Au travers des actions et déclarations des parties à la conférence de Copenhague, se profile de plus en plus nettement un scénario : l'hypothèse d'un grand accord juridiquement contraignant à court terme perd du terrain, tandis que celle d'une pluralité d'accords bilatéraux en gagne. Certes, le Premier ministre danois, Lars Loekke Rasmussen, a appelé ce lundi, lors d’une visite à Moscou, à "un accord ambitieux" lors du sommet de Copenhague et a proposé à la Russie une coopération économique accrue dans le domaine de « l'efficacité énergétique ». Mais M. Rasmussen - qui ne semble pas croire à un accord à Copenhague - a surtout proposé à la Russie un accord de coopération bilatéral : « La Russie a des objectifs très élevés pour ce qui est de son efficacité énergétique. Cela pourrait être la base de notre coopération commerciale. Il y a beaucoup de compétences au Danemark ».

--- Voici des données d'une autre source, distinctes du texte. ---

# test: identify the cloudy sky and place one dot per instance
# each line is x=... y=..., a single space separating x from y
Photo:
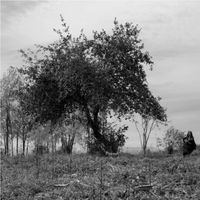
x=169 y=29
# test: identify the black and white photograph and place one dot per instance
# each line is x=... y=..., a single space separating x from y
x=100 y=100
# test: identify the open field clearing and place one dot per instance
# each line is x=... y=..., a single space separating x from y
x=91 y=177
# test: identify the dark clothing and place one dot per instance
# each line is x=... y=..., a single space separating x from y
x=189 y=144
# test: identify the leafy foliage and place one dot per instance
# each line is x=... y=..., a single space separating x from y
x=102 y=75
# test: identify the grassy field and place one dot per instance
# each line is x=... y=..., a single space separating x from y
x=61 y=177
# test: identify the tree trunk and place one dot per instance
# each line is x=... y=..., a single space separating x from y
x=17 y=144
x=7 y=132
x=144 y=144
x=27 y=144
x=12 y=149
x=23 y=144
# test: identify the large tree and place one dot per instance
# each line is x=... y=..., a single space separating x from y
x=100 y=76
x=10 y=84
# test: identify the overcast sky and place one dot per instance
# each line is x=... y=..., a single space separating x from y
x=170 y=30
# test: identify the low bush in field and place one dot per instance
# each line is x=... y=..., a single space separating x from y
x=92 y=177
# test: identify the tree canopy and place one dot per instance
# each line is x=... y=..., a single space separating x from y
x=103 y=75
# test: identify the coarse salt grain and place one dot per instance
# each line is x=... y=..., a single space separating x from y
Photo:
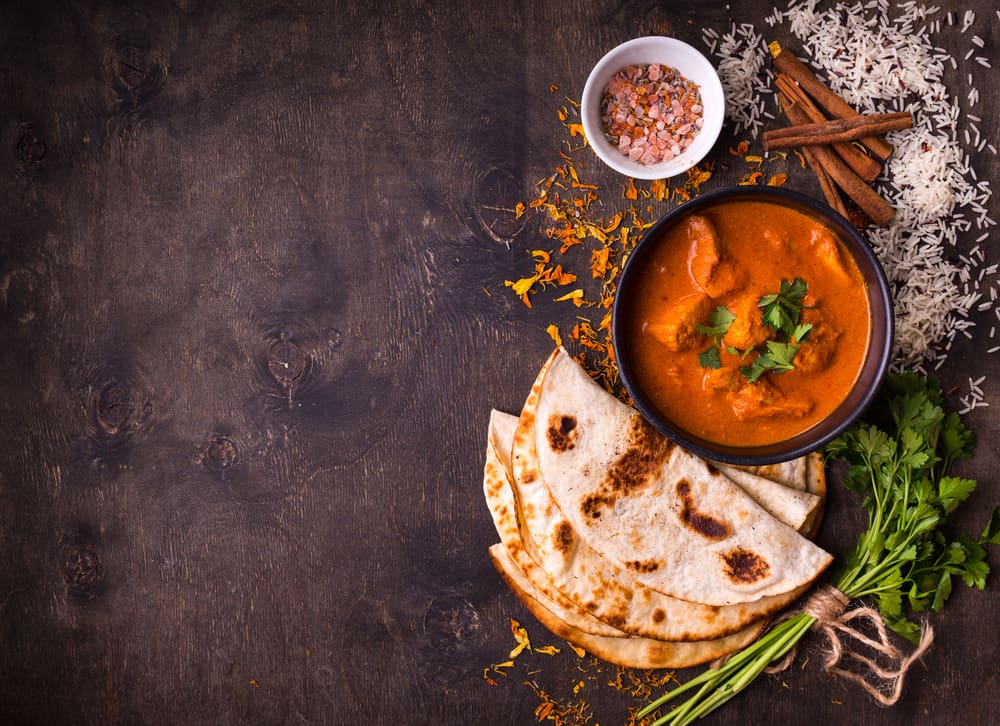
x=651 y=112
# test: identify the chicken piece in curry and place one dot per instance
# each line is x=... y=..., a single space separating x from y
x=768 y=377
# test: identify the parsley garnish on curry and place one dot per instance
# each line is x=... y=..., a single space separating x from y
x=750 y=324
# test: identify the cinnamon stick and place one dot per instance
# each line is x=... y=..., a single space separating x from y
x=834 y=104
x=826 y=183
x=867 y=167
x=841 y=129
x=874 y=206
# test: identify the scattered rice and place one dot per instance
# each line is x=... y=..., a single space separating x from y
x=881 y=57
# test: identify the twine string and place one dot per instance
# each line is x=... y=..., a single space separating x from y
x=828 y=606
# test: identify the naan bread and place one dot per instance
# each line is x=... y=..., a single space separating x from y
x=630 y=652
x=788 y=473
x=563 y=568
x=679 y=525
x=793 y=507
x=500 y=499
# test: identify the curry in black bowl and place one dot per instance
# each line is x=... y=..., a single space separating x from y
x=752 y=325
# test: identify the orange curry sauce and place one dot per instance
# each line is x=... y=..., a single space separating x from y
x=731 y=255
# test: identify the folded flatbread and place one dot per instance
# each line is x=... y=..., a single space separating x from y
x=500 y=499
x=676 y=523
x=630 y=652
x=566 y=570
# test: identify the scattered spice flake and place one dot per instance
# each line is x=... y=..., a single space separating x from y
x=698 y=175
x=521 y=636
x=753 y=177
x=566 y=206
x=599 y=261
x=659 y=190
x=576 y=296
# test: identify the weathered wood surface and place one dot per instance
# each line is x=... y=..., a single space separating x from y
x=253 y=322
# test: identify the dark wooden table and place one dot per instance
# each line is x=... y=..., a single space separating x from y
x=253 y=321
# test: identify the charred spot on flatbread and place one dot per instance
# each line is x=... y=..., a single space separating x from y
x=593 y=504
x=642 y=460
x=564 y=538
x=562 y=432
x=745 y=567
x=645 y=566
x=704 y=524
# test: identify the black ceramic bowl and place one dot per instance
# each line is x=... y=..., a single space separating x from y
x=876 y=359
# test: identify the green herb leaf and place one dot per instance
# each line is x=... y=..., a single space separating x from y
x=953 y=491
x=991 y=534
x=781 y=312
x=777 y=359
x=718 y=323
x=710 y=358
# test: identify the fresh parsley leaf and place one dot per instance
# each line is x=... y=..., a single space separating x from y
x=710 y=358
x=719 y=321
x=781 y=311
x=777 y=359
x=953 y=490
x=991 y=534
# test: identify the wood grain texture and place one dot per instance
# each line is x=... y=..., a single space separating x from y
x=253 y=322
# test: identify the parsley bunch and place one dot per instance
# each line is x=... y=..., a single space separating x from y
x=905 y=561
x=780 y=312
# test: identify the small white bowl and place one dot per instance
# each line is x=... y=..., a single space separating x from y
x=689 y=63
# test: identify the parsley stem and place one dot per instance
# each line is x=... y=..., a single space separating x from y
x=718 y=685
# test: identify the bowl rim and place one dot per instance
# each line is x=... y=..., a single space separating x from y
x=695 y=63
x=877 y=358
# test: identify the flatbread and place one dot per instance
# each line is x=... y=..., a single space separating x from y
x=500 y=499
x=630 y=652
x=563 y=568
x=679 y=525
x=791 y=473
x=794 y=507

Dans le même sens, la Chine et les Etats-Unis ont signé le 28 juillet dernier un mémorandum destiné à renforcer leur coopération dans la lutte contre le changement climatique. Le 21 octobre, la Chine et l'Inde ont également signé un accord de coopération pour mieux lutter contre le réchauffement climatique. A l’occasion de la visite de Nicolas Sarkozy au Brésil – les 6 et 7 septembre - les deux Chefs d’Etat, dans leur déclaration conjointe ont rappelé l’existence d’un « groupe de travail bilatéral sur le changement climatique (…) afin de rapprocher encore plus les positions des deux Etats, et de renforcer leur capacité à faciliter la conclusion d’un accord ambitieux lors du prochain sommet de Copenhague ». La déclaration précise en outre que « La France soutient pleinement le souhait du Brésil d’organiser en 2012 un nouveau sommet de la Terre, 20 ans après le premier Sommet ».

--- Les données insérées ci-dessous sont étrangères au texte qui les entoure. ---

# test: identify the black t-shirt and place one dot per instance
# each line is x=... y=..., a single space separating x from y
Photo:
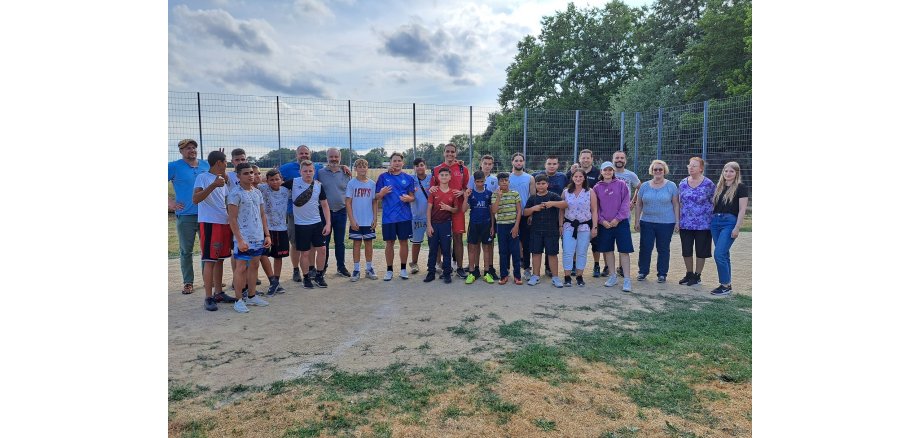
x=544 y=221
x=730 y=207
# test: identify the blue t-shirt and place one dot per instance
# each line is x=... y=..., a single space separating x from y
x=394 y=210
x=183 y=178
x=480 y=207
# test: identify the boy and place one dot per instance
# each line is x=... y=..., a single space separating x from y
x=506 y=206
x=311 y=221
x=250 y=236
x=481 y=232
x=419 y=211
x=442 y=205
x=276 y=199
x=361 y=207
x=210 y=194
x=546 y=227
x=397 y=190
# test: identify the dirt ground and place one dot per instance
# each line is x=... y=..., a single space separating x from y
x=372 y=323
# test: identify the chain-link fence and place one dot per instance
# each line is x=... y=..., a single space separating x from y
x=269 y=128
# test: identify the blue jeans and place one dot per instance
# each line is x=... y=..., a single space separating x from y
x=655 y=235
x=186 y=227
x=339 y=220
x=721 y=226
x=508 y=247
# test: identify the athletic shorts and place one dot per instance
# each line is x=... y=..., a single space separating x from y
x=541 y=243
x=281 y=247
x=419 y=231
x=397 y=230
x=216 y=241
x=702 y=239
x=363 y=233
x=310 y=236
x=480 y=234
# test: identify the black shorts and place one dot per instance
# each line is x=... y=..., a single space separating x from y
x=281 y=247
x=480 y=234
x=309 y=236
x=544 y=243
x=702 y=239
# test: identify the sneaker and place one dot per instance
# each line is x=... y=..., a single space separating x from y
x=722 y=291
x=255 y=301
x=240 y=306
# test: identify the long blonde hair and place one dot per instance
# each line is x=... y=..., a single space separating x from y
x=727 y=194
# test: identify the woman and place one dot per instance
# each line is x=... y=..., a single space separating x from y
x=577 y=229
x=730 y=204
x=657 y=211
x=696 y=193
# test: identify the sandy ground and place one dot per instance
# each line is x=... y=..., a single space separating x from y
x=371 y=324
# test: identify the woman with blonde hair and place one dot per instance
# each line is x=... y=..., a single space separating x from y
x=657 y=214
x=696 y=193
x=730 y=203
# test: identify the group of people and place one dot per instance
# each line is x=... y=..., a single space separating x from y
x=296 y=210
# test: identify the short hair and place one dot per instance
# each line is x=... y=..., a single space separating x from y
x=215 y=157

Enfin, le plan « justice-climat » dont Jean-Louis Borloo s’est fait l’avocat à l’occasion d’un déplacement à Dacca (Bangladesh), peut être interprété dans le même sens. Il aurait vocation à construire une solidarité écologique entre pays riches et pays pauvres, plus particulièrement entre l’Europe et environ 80 pays d’Afrique et d’Asie du Sud est. Outre cet axe Europe-Afrique qui pourrait se prolonger jusqu’au Brésil, le plan pourrait avoir pour objectif d’inscrire la France dans un mouvement où plusieurs Etats concluent des accords bilatéraux sans attendre la conclusion hypothétique du « grand » accord de Copenhague.

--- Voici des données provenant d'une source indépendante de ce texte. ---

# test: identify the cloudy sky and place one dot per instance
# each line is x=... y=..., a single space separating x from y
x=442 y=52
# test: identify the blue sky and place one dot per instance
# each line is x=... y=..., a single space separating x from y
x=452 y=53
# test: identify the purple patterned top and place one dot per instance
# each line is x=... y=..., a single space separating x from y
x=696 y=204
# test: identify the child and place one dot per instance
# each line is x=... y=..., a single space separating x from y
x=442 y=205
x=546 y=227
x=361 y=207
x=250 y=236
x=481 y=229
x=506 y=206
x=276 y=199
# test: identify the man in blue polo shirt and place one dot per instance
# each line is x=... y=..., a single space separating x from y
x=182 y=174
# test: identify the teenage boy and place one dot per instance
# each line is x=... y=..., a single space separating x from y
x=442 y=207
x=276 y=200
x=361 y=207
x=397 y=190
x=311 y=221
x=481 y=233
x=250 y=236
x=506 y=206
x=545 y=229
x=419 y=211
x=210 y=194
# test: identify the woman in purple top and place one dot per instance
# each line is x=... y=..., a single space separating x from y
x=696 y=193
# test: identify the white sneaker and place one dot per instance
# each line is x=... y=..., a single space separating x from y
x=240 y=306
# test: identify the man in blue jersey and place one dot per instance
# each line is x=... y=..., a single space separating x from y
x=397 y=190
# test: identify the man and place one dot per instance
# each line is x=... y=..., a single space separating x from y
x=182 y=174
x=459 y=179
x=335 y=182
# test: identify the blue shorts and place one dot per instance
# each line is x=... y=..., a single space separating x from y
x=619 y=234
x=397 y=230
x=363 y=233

L’articulation de négociations bilatérales et multilatérales n’est pas une nouveauté et l’existence des unes ne nuit pas nécessairement aux autres, les deux processus pouvant se nourrir à l’inverse l’un de l’autre. Les accords bilatéraux qui viennent d’être cités font en effet référence à la conférence de Copenhague, non pour l’annuler mais pour en optimiser les chances de succès. La dramatisation de l’enjeu de la conférence de décembre est donc nécessaire tant il est certain que la signature d’un nouveau protocole à court terme est indispensable. Notre analyse des négociations climatiques en cours doit cependant intégrer ce bilatéralisme et aller au delà. Il faut en effet se souvenir que l’application du protocole de Kyoto n’a pas permis à elle seule de réduire significativement le niveau mondial des émissions de gaz à effet de serre. Seule la mobilisation d’un grand nombre d’instruments juridiques, économiques permettra de répondre aux alertes exprimées par le GIEC. La mobilisation citoyenne aussi. Celle-ci est encore trop faible, notamment aux Etats-Unis où selon une étude récente de HSBC, seulement 45% des personnes interrogées espèrent un accord à Copenhague.

Une réflexion approfondie sur la gouvernance des négociations, la place des corps intermédiaires comme les syndicats ou les ONG et la prédominance des exécutifs nationaux sera elle aussi à mener. En résumé : un nouveau protocole est un impératif, pas une baguette magique.